As for college debt, we conservatives have been railing about this modern-day peonage system for years. We can finally do something about it by using our federal windfall to reform this as well.
I suggest that for about $500 billion, we can wipe out most student debt by giving a onetime $10K pay-off voucher, as most college debtors owe less than $15K anyway. This would be taxable, so well-to-do debtors would benefit much less.
In return, the federal government would strictly limit new college loans to less than $10K for undergraduates in aggregate at any time. These loans could also be modified under the Chapter 13 of the Bankruptcy Code, the debt work-out provision, for students who have truly worthless degrees.

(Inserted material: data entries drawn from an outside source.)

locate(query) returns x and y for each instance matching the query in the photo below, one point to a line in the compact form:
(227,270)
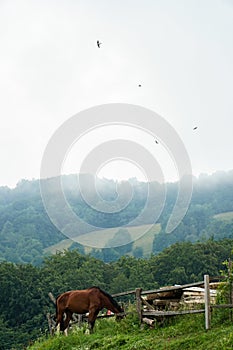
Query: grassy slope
(145,241)
(187,332)
(227,216)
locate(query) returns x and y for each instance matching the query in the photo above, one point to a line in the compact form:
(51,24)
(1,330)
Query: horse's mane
(109,297)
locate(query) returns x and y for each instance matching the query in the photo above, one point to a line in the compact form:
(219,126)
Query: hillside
(25,302)
(27,234)
(180,333)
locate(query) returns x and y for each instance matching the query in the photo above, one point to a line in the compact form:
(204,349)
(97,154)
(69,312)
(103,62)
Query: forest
(24,288)
(26,232)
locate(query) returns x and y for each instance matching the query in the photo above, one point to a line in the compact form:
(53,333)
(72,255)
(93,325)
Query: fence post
(207,301)
(139,303)
(230,285)
(52,298)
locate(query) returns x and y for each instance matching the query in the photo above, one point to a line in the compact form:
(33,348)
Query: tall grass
(183,332)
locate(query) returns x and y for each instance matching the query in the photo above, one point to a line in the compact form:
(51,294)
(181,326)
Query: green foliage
(24,288)
(186,332)
(26,231)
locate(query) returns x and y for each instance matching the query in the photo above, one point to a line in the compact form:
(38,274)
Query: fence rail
(151,312)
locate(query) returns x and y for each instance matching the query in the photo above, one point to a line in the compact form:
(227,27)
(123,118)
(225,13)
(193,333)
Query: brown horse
(90,300)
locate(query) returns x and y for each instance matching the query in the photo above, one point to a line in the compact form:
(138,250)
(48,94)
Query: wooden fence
(148,313)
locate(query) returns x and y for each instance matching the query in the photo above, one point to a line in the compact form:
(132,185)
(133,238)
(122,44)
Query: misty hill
(26,232)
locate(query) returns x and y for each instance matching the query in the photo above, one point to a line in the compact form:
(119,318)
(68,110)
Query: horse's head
(121,314)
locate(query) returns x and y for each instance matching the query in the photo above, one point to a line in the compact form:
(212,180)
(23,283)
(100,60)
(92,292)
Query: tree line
(24,288)
(26,230)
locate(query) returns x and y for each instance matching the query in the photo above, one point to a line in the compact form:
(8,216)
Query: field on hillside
(185,332)
(145,241)
(227,216)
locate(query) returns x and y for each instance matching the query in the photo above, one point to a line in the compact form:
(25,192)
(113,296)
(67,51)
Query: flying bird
(98,43)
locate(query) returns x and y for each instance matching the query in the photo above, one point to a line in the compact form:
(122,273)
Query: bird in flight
(98,43)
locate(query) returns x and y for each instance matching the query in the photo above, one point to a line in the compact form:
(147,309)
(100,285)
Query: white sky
(181,52)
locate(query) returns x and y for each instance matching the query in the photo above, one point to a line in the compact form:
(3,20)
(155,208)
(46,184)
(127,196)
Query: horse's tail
(60,312)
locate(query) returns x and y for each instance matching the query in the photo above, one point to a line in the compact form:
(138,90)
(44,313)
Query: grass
(184,332)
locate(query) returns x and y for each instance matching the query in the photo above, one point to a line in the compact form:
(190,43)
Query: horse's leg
(91,319)
(59,321)
(67,321)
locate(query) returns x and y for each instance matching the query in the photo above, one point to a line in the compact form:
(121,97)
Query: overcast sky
(180,52)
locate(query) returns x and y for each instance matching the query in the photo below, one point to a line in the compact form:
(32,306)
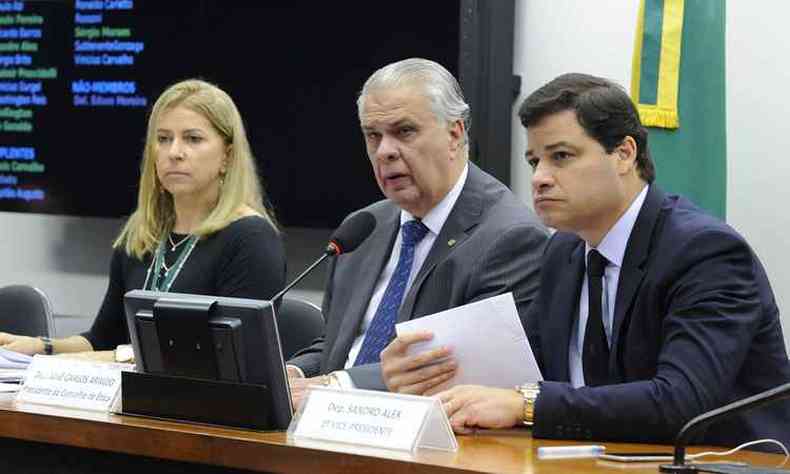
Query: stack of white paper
(13,360)
(488,342)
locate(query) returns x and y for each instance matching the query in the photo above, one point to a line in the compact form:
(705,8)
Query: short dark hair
(603,109)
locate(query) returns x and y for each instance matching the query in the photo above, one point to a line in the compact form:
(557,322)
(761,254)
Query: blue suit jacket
(695,327)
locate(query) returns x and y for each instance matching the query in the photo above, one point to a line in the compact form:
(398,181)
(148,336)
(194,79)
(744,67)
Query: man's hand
(24,344)
(470,406)
(299,384)
(419,374)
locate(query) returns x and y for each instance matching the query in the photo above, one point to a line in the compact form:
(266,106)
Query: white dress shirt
(434,221)
(612,247)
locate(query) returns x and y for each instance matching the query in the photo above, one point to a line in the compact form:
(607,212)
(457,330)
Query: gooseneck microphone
(696,424)
(346,238)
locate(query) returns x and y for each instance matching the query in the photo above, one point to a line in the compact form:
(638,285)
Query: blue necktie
(382,328)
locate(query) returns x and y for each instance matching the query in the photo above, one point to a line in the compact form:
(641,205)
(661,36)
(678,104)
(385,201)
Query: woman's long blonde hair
(155,214)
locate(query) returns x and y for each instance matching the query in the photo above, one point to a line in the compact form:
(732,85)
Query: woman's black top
(246,259)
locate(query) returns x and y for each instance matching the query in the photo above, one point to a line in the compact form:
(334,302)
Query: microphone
(696,424)
(346,238)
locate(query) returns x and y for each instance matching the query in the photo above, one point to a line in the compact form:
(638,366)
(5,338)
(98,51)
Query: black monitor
(231,340)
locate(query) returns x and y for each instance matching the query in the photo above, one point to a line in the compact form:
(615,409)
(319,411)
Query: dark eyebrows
(560,144)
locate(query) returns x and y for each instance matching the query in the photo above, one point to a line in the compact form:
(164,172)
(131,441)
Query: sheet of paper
(12,375)
(488,342)
(9,387)
(13,360)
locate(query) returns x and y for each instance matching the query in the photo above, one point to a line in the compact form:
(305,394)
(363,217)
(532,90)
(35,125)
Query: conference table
(38,438)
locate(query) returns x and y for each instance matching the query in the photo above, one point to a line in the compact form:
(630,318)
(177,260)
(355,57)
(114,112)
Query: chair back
(299,323)
(25,310)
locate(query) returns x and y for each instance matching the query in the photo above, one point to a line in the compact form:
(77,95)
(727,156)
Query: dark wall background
(293,68)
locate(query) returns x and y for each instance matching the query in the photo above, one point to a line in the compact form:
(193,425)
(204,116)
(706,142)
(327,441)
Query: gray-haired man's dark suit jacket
(490,244)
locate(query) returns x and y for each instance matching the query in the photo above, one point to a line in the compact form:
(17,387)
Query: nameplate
(72,383)
(370,418)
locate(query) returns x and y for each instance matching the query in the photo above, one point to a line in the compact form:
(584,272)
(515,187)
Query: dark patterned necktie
(595,355)
(382,328)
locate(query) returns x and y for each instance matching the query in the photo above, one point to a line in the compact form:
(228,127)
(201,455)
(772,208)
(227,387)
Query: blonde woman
(200,225)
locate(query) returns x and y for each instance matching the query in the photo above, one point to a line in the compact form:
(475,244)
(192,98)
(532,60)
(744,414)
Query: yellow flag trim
(664,113)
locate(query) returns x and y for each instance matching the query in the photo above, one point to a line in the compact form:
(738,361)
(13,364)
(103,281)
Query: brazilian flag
(678,85)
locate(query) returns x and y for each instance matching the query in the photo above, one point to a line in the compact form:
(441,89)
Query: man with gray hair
(447,234)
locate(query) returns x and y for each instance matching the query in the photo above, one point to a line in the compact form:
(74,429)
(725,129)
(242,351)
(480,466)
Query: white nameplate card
(72,383)
(370,418)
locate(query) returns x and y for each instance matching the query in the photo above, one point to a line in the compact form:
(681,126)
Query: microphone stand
(696,424)
(302,275)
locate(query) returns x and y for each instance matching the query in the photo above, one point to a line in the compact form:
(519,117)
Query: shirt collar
(437,216)
(613,244)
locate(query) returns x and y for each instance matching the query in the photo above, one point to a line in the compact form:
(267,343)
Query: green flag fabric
(692,158)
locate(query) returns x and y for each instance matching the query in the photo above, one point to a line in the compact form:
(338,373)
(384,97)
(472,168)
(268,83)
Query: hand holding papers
(487,339)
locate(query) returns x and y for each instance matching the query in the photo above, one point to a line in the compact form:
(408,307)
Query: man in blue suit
(650,312)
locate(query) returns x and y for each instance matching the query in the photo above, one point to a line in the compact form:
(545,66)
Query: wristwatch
(530,392)
(48,349)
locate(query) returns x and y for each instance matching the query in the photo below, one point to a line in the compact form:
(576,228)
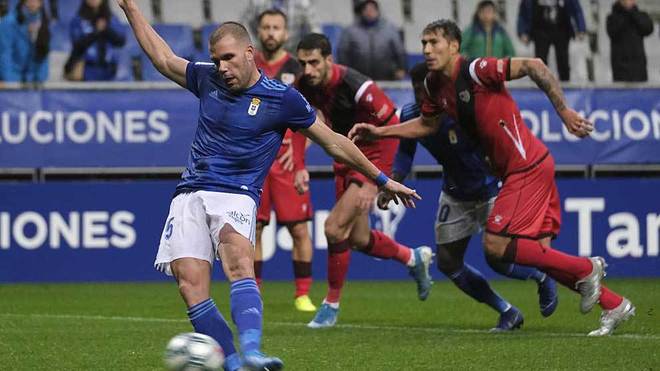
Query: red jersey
(349,98)
(286,70)
(477,98)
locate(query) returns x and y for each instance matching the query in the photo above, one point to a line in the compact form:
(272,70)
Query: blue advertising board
(109,231)
(138,128)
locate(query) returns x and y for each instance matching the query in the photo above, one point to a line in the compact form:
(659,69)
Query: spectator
(627,26)
(95,35)
(372,45)
(551,22)
(301,16)
(486,37)
(25,43)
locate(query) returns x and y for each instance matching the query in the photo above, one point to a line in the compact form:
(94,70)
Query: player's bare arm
(343,150)
(546,81)
(416,128)
(161,55)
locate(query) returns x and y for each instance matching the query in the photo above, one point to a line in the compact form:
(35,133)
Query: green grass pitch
(382,326)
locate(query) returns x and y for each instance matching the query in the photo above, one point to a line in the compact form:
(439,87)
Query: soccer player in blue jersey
(243,116)
(468,194)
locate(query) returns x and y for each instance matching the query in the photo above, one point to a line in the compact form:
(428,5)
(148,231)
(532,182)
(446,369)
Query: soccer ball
(193,351)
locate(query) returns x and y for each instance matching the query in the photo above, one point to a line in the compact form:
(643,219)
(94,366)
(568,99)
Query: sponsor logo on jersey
(254,106)
(239,217)
(464,96)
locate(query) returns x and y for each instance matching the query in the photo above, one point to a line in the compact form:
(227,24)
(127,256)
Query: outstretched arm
(546,81)
(343,150)
(161,55)
(416,128)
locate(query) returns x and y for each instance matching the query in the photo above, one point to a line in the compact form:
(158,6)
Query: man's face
(272,32)
(438,51)
(33,5)
(315,66)
(628,4)
(234,60)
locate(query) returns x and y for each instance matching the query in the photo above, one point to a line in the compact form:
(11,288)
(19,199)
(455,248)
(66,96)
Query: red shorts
(280,194)
(528,204)
(381,154)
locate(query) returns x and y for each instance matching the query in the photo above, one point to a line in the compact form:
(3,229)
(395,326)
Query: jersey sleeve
(370,98)
(298,142)
(490,72)
(429,108)
(195,72)
(404,158)
(297,113)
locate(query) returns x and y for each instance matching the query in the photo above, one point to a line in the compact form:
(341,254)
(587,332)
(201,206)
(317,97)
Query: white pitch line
(431,330)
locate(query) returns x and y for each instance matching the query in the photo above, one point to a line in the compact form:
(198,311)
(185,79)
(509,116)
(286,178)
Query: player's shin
(473,283)
(533,253)
(246,312)
(339,257)
(382,246)
(206,319)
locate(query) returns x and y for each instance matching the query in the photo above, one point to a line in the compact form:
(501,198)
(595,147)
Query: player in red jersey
(345,97)
(526,214)
(292,208)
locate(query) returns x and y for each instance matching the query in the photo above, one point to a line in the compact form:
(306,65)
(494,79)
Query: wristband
(381,179)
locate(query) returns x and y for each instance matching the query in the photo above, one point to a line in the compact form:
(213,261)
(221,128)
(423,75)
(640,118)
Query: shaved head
(233,29)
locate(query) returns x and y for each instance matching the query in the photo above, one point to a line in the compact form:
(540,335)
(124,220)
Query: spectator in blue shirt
(95,35)
(25,43)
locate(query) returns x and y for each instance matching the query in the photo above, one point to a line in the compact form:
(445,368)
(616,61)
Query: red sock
(258,265)
(302,272)
(339,256)
(533,253)
(382,246)
(609,299)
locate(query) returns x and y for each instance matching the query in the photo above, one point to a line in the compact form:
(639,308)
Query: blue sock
(473,283)
(521,272)
(206,319)
(246,311)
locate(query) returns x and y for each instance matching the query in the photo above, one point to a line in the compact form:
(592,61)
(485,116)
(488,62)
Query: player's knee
(240,268)
(333,232)
(447,263)
(495,245)
(299,232)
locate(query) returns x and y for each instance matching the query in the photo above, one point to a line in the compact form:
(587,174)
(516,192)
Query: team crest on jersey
(464,96)
(254,106)
(288,78)
(453,139)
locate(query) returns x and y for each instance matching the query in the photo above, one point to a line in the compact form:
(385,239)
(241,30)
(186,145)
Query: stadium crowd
(87,40)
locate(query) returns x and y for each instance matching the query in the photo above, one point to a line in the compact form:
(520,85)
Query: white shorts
(192,228)
(458,219)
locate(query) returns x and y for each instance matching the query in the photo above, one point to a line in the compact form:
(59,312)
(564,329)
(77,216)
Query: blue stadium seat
(59,37)
(333,32)
(180,38)
(66,10)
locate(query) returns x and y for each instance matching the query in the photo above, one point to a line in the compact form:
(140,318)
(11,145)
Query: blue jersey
(238,133)
(466,176)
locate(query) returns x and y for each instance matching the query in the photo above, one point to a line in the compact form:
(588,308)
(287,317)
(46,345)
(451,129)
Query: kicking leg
(473,283)
(194,278)
(237,258)
(302,265)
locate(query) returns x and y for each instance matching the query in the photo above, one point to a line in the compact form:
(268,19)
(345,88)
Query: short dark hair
(449,29)
(313,41)
(234,29)
(273,11)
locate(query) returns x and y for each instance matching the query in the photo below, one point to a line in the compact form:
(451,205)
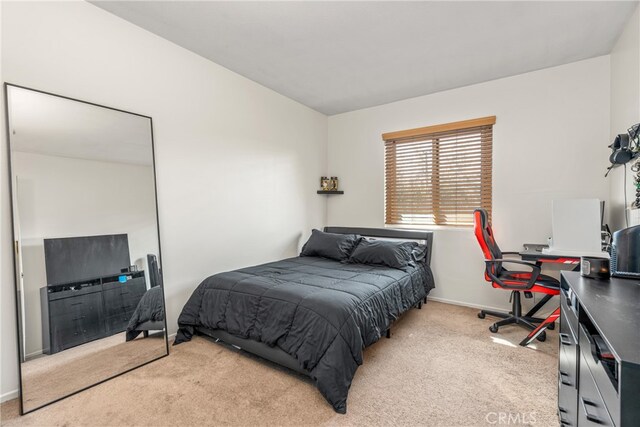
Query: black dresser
(599,367)
(78,312)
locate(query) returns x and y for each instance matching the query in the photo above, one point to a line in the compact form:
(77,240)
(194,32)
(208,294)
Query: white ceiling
(55,126)
(346,55)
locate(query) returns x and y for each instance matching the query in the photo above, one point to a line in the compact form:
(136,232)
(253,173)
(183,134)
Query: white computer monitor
(576,225)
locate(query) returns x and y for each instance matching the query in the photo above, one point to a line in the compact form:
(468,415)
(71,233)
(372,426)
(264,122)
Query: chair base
(528,320)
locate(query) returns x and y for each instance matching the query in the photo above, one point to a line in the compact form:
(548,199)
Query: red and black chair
(526,282)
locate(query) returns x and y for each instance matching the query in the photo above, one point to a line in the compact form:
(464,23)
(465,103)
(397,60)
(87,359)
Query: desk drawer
(599,373)
(591,408)
(567,391)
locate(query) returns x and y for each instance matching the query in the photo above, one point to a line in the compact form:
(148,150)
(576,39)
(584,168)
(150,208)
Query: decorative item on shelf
(625,147)
(329,185)
(333,183)
(325,183)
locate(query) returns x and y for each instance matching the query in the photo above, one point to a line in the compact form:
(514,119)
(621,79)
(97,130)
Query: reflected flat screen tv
(73,259)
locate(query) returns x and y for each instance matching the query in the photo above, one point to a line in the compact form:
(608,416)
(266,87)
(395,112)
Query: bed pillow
(384,252)
(419,253)
(330,245)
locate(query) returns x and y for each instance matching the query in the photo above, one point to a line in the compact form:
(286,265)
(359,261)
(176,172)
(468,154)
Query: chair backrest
(484,234)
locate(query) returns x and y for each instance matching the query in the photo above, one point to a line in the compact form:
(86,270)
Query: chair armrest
(535,272)
(511,253)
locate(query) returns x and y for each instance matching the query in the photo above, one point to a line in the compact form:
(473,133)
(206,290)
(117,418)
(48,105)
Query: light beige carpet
(50,377)
(442,367)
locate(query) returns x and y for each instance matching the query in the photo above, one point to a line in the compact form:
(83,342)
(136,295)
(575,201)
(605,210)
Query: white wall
(68,197)
(625,111)
(237,164)
(549,142)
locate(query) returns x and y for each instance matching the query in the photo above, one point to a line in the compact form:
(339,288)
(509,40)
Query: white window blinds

And there would be no new loans for non-STEM graduate degrees. There is zero reason for the high tuitions at schools of law, business, and liberal arts other than ridiculously inflated teacher salaries. For example, Liz Warren and her hubby each made about $400K a year teaching at Harvard Law, which took up only a few hours a week, six months out of the year. Believe me: Harvard could get lawyers with much higher I.Q.s to teach there for a lot less money.
A guy from Chicago once said never to waste a crisis. I hope Mr. Trump follows his instincts and makes a grand bargain this summer. Lots of federal cash for greedy Dems, but with badly needed reforms attached. That would truly be the art of the deal.
Frank Friday is an attorney in Louisville, Ky.